In conversation and career, Skorodin exudes creativity, energy, and ambition, along withan easy-going nature. Listen carefully, though, and you hear he is equal parts realist and radical.

“This is Los Angeles,” he says. “I remind Native American filmmakers that they came out here to work in the system and be part of it, not to change the world. If they wanted to change the world, they would have stayed where they were and made independent films.

“It’s all about understanding the marketplace, and that the marketplace is hard. If we want to tell stories as Native Americans, we have to look where the possibilities are viable and right now the opportunities are in television.”

That said, Skorodin is working on a new film that he plans to shoot in its entirety the weekend before his festival opens.

“I instituted a 48-hour shootout as part of the film festival,” he explains. “It’s with myself and three other Native directors. All of us are making films this weekend within a 48-hour span. Then we are screening them next Saturday.”

Lest anyone think the schedules are too rushed, Skorodin explains the films grew out of the monthly writers group and directors workshop he launched a few years ago.
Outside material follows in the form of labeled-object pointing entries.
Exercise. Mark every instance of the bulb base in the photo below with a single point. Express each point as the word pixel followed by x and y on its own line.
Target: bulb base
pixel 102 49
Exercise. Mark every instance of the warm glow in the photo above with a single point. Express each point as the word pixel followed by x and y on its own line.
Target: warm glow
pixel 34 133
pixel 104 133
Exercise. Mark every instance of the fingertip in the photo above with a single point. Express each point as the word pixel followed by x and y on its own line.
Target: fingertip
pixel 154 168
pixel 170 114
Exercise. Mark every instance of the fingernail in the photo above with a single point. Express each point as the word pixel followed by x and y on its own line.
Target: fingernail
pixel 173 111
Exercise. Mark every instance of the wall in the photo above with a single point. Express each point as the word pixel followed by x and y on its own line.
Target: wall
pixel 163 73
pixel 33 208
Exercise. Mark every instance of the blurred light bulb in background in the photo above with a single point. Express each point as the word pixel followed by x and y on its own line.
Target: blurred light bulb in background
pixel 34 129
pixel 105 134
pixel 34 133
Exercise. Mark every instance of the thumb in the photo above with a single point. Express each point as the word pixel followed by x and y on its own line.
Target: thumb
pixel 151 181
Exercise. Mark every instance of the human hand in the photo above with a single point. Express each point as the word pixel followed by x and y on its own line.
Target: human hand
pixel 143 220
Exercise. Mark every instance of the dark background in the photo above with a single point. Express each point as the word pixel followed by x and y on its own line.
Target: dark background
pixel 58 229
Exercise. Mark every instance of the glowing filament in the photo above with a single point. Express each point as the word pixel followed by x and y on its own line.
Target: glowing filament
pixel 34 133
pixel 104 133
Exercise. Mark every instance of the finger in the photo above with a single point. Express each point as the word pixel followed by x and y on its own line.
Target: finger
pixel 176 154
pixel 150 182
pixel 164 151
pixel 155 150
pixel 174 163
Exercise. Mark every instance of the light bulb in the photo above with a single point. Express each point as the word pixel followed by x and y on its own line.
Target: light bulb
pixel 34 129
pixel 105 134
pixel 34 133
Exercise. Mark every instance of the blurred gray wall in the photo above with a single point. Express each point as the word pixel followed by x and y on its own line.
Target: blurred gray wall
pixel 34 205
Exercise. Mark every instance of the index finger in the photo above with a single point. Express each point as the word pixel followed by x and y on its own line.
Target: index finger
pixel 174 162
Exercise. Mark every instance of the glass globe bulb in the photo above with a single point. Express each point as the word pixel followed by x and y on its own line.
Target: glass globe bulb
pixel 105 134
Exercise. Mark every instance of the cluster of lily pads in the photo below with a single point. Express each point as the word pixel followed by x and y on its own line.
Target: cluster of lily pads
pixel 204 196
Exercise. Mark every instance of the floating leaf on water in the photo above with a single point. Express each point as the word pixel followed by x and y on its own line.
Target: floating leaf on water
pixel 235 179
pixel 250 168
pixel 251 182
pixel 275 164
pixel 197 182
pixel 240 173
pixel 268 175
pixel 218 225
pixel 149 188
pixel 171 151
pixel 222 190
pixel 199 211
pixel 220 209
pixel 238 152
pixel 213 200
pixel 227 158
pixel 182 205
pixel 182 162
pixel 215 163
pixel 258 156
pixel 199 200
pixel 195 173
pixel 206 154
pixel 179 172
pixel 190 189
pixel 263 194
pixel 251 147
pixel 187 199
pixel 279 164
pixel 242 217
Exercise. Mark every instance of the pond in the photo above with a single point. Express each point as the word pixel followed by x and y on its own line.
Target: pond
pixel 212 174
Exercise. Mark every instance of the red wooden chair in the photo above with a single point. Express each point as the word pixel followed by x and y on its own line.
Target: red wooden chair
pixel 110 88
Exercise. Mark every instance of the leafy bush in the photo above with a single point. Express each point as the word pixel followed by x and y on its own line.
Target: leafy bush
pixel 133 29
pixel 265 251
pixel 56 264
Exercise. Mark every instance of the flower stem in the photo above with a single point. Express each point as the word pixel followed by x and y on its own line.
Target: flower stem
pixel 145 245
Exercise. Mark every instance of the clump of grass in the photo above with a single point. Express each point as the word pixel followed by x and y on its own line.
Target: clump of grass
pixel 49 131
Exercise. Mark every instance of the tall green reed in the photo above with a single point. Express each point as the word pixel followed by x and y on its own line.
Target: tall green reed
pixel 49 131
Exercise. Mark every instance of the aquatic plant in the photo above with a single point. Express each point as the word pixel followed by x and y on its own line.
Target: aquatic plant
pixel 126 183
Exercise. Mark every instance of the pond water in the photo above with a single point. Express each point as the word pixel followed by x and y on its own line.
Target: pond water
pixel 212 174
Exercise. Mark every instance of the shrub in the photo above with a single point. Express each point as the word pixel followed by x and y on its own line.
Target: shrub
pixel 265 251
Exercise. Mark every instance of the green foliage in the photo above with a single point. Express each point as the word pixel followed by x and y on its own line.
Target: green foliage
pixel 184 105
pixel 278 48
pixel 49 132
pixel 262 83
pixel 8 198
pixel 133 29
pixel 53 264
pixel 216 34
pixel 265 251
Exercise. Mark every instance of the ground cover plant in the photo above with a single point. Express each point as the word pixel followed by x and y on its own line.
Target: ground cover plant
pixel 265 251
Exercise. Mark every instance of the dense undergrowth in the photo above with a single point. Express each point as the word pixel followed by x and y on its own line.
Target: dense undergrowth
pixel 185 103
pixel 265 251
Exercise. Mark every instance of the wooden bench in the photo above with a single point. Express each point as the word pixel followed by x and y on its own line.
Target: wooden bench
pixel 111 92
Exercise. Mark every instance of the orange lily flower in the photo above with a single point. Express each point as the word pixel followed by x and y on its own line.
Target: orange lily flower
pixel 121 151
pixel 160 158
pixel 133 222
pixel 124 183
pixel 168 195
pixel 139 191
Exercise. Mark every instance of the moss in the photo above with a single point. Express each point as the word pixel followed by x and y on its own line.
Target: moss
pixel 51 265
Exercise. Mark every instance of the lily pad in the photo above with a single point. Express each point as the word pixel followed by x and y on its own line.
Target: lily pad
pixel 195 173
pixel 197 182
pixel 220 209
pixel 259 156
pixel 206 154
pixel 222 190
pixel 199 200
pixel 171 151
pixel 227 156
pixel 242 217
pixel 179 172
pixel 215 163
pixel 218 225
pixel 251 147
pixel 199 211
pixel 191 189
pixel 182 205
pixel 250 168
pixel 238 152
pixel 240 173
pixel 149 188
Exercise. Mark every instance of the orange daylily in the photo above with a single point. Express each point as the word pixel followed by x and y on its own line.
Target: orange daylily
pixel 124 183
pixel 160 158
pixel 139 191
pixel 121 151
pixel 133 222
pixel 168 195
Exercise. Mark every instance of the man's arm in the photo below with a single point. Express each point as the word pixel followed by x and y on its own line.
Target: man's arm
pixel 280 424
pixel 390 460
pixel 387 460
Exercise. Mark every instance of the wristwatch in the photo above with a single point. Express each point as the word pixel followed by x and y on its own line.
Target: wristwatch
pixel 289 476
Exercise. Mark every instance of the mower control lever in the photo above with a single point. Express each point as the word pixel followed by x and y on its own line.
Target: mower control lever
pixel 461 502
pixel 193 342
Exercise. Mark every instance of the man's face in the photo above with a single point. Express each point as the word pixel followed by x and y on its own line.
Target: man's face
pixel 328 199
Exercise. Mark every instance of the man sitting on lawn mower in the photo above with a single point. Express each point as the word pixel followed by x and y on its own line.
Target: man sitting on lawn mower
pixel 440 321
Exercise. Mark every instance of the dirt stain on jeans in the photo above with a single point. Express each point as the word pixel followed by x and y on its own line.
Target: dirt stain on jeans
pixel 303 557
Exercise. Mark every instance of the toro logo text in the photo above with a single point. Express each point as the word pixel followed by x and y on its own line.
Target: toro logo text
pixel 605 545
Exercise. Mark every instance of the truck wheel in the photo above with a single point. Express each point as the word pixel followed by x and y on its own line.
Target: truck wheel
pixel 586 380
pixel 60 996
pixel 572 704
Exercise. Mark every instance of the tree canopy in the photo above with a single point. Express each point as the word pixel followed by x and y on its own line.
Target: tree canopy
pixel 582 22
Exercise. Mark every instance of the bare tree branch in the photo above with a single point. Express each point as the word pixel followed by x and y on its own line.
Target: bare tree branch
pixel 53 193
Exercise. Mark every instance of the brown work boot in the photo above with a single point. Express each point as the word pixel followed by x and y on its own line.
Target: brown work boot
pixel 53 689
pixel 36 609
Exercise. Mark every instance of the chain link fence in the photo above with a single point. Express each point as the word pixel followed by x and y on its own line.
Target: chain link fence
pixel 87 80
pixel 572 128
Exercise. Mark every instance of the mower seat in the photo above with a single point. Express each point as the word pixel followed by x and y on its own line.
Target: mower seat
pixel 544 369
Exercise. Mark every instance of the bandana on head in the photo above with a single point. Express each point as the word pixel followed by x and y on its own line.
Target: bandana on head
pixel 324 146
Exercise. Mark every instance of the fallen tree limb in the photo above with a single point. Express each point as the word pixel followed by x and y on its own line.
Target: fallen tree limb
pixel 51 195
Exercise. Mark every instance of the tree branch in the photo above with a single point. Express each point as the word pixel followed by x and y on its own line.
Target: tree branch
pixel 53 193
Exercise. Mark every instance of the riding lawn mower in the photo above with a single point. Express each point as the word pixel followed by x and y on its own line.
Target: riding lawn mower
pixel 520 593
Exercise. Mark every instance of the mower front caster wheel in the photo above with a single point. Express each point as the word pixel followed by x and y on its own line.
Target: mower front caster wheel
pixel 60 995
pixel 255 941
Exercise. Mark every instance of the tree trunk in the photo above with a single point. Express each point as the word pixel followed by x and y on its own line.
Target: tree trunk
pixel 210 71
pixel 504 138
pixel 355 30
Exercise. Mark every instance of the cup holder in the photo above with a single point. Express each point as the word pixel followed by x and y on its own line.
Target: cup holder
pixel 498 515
Participants were filmmakers Skorodin knew from their submissions. He brought in established writers, directors, actors and creative executives from studios and networks to provide mentor-type guidance and feedback.

“Really harsh, honest feedback,” he says. “So when we shoot these films, the scripts are going to be good scripts. All of us, as Native American filmmakers, we get to learn and grow.”